One only needs to look at GPU driven rendering and ray tracing in shaders to deduce that shader cores and memory subsystems these days have become flexible enough to do work besides lock-step uniform parallelism where the only difference was the thread ID.

Nobody strives for random access memory read patterns, but the universal popularity of buffer device address and descriptor arrays can be taken somewhat as proof that these indirections are no longer the friction for GPU architectures that they were ten years ago.

At the same time, the languages are no longer as restrictive as they once were. People are recording commands on the GPU. This kind of fiddly serial work is an indication that the ergonomics of CPU programming have less of a relative advantage, and that cuts deeply into the tradeoff costs.

[−] pandaforce 57d ago
Yeah, Vulkan is shedding most of the abstractions off. Buffers are no longer needed - just device addresses. Shaders don't need to be baked into a pipeline - you can use shader objects. Even images rarely provide any speedup advantages over buffers, since texel cache is no longer separate from memory cache.

GPUs these days have massive cache often hundreds of megabytes large, on top of an already absurd amount of registers. A random read will often load a full cacheline into a register and keep it there, reusing it as needed between invocations.

[−] mort96 57d ago
These GPUs are still big SIMD devices at their core though, no?
[−] positron26 57d ago
SIMT is distinct model. Ergonomics are wildly different. Instead of contracting a long iteration by packing its steps together to make them "wider", you rotate the iteration across cores.

The critical difference is that SIMD and parallel programming are totally different in terms of ergonomics while SIMT is almost exactly the same as parallel programming. You have to design for SIMD and parallelism separately while SIMT and parallelism are essentially the same skill set.

The fan-in / fan-out and iteration rotation are the key skills for SIMT.

[−] jokoon 57d ago
I once asked on #ffmpeg@libera if the GPU could be used to encode h264, and apparently yes, but it's not really worth it compared to CPU.

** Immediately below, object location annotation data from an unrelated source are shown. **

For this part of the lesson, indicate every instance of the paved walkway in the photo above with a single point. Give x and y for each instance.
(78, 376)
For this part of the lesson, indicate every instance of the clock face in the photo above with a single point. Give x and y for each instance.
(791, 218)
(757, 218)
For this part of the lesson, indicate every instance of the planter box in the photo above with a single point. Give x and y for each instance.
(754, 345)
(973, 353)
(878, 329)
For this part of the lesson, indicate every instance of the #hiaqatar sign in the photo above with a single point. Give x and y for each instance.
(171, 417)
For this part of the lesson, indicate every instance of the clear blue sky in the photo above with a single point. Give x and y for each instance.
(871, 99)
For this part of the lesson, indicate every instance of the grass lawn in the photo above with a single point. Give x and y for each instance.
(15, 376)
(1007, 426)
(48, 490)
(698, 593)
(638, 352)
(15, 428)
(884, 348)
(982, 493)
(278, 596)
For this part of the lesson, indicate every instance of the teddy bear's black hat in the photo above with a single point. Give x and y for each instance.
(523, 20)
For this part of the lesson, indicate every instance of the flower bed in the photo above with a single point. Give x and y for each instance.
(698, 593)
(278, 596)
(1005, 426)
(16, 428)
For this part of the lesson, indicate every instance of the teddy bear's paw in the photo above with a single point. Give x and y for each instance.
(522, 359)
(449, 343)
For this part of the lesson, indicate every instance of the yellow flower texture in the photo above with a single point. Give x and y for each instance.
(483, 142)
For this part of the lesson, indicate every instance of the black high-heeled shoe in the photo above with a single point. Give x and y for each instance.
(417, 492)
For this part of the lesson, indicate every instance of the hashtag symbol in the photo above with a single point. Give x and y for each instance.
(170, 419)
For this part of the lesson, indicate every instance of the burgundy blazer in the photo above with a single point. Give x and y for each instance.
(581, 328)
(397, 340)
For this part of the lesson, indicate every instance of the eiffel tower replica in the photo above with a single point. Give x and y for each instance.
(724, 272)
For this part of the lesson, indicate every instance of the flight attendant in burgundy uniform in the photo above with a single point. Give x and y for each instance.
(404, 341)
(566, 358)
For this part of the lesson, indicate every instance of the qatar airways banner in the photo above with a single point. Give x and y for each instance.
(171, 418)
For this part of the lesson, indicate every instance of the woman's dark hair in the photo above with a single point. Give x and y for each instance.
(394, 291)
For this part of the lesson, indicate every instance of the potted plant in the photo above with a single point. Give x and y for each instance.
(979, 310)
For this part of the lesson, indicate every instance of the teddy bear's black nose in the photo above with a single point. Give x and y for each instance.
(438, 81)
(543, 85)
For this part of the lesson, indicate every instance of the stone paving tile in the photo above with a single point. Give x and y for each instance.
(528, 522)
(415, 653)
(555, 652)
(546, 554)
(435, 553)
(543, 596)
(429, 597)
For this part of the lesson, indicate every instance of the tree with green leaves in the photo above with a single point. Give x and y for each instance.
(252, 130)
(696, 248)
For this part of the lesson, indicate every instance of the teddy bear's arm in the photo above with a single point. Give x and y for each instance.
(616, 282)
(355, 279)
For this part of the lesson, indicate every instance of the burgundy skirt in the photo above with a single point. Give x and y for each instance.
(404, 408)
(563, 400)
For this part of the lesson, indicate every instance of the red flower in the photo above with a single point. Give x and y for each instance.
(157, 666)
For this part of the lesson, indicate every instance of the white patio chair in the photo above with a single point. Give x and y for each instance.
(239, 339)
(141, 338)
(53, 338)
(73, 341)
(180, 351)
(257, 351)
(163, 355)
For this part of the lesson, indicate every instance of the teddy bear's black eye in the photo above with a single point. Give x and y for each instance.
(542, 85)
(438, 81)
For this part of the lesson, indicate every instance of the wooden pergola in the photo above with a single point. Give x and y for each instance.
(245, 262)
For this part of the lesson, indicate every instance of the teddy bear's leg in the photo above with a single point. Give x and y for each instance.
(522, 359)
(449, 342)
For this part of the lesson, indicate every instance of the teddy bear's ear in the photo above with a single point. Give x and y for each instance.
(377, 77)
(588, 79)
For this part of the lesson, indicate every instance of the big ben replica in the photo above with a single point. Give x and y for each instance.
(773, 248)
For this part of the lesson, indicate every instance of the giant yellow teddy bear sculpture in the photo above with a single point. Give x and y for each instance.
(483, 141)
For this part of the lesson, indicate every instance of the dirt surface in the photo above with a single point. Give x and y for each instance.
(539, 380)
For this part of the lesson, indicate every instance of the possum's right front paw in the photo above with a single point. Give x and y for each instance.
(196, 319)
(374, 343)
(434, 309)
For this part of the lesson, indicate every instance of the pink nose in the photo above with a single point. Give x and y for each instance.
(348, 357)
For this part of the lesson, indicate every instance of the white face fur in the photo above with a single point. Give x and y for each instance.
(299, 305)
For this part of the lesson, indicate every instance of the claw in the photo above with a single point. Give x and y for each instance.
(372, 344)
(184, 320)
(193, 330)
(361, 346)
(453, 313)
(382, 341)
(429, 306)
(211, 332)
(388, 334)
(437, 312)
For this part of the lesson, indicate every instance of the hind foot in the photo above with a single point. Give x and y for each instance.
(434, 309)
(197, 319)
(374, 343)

I don't know much about video compression, does that mean that a codec like h264 is not parallelizable?

[−] returnorthrow 57d ago
I was just reading about this topic last night on Maister’s Graphics Adventures: https://themaister.net/blog/2025/06. They created PyroWave, a GPU-accelerated DWT codec in Vulkan compute shaders for performing very low latency game streaming. Very fascinating read, and builds on similar work from their master’s thesis too.
[−] hirako2000 57d ago
Vulkan Compute shaders make GPU acceleration practical for intensive codecs like FFv1, ProRes RAW, and DPX. Previous hybrid GPU + CPU suffered the round-trip latency. These are fully GPU hands offs. A big deal for editing workflows.
[−] kvbev 57d ago
could this have an AV1 decoder for low power hardware that are without AV1 gpu accelerated decoding? for my N4020 laptop.

maybe a raspberry pi 4 too.

[−] reactordev 57d ago
This makes vision models go “Oooooo”. /s

Honestly, everything now is just math. It’s all about how much you can do at once. Vulkan being Vulkan, that ceiling is your hardware. Go ham.

[−] fhn 57d ago
This article assumes all GPUs are on a PCIe bus but some are part of the CPU so the distance problem is minimal and offloading to GPU might still be net +. Might because I haven't tested this
[−] doctorpangloss 57d ago
What is the use case? Okay, ultra low latency streaming. That is good. But. If you are sending the frames via some protocol over the network, like WebRTC, it will be touching the CPU anyway. Software encoding of 4K h264 is real time on a single thread on 65w, decade old CPUs, with low latency. The CPU encoders are much better quality and more flexible. So it's very difficult to justify the level of complexity needed for hardware video encoding. Absolutely no need for it for TV streaming for example. But people keep being obsessed with it who have no need for it.

IMO vendors should stop reinventing hardware video encoding and instead assign the programmer time to making libwebrtc and libvpx better suit their particular use case.